L'évolution était marquée par une disparition de l'atteinte rénale et d'une quasi normalisation des stigmates d'auto-immununité en quelques mois.
Tudela et coll pensent que la vaccination contre l'hépatite B a précipité les manifestations cliniques de ce lupus systémique à expression rénal chez un sujet prédisposé (138). II est d'ailleurs rapporté des cas de patients souffrant de lupus érythémateux systémique qui ont vu leur fonction rénale s'aggraver après vaccination (139).
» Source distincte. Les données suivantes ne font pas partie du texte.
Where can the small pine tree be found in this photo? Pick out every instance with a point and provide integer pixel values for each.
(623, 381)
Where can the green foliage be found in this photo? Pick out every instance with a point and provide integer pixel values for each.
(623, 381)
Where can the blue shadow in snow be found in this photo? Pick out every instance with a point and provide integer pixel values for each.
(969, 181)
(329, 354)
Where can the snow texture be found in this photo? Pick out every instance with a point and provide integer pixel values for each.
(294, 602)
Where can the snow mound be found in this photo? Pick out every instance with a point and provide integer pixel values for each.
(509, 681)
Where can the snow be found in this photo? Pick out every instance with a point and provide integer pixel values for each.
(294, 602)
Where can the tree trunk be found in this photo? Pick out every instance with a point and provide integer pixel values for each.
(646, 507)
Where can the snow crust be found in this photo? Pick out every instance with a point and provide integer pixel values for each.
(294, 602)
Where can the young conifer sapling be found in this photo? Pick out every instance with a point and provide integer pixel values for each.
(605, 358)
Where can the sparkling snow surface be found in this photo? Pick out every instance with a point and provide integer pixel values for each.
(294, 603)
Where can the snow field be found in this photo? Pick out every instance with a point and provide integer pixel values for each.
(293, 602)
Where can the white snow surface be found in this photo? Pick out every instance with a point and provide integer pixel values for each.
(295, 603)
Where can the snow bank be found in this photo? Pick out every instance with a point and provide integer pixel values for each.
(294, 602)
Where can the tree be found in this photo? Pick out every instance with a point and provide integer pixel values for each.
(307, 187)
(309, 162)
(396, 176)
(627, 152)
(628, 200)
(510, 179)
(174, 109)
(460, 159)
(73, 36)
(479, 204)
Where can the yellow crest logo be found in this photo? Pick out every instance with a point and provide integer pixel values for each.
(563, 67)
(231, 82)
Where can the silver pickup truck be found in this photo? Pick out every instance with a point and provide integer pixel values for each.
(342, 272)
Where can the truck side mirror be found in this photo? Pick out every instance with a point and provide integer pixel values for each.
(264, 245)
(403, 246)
Mamoux et Dumont rapportent un cas de lupus érythémateux disséminé se manifestant par une altération de l'état général, des arthralgies et une fièvre survenue chez une jeune fille de 17 ans 15 jours après la troisième injection d'Engerix B*. Le bilan biologique confirmait le diagnostic et la biopsie rénale pratiquée devant une protéinurie à 2 g par 24 heure montrait des lésions de glomérulonéphrite extra-membraneuse. La patiente présentait en outre une collection douloureuse en regard de l'injection vaccinale qui s'avérait être un abcès à pneumocoque. L'évolution sous corticothérapie générale de l'atteinte rénale était satisfaisante en 2 mois. Les auteurs signalent que bien que le lien chronologique soit troublant, le lien de causalité entre la vaccination et les manifestations cliniques ne peut être établi; néanmoins ces accidents doivent être analysés et déclarés aux centres de pharmacovigilance (140). Dans les revues générales, Nutini signale le cas une femme qui 3 jours après la première injection d'Hevac B Pasteur* a présenté un lupus érythémateux disséminé. La patiente présentait un HLA DR3 (53).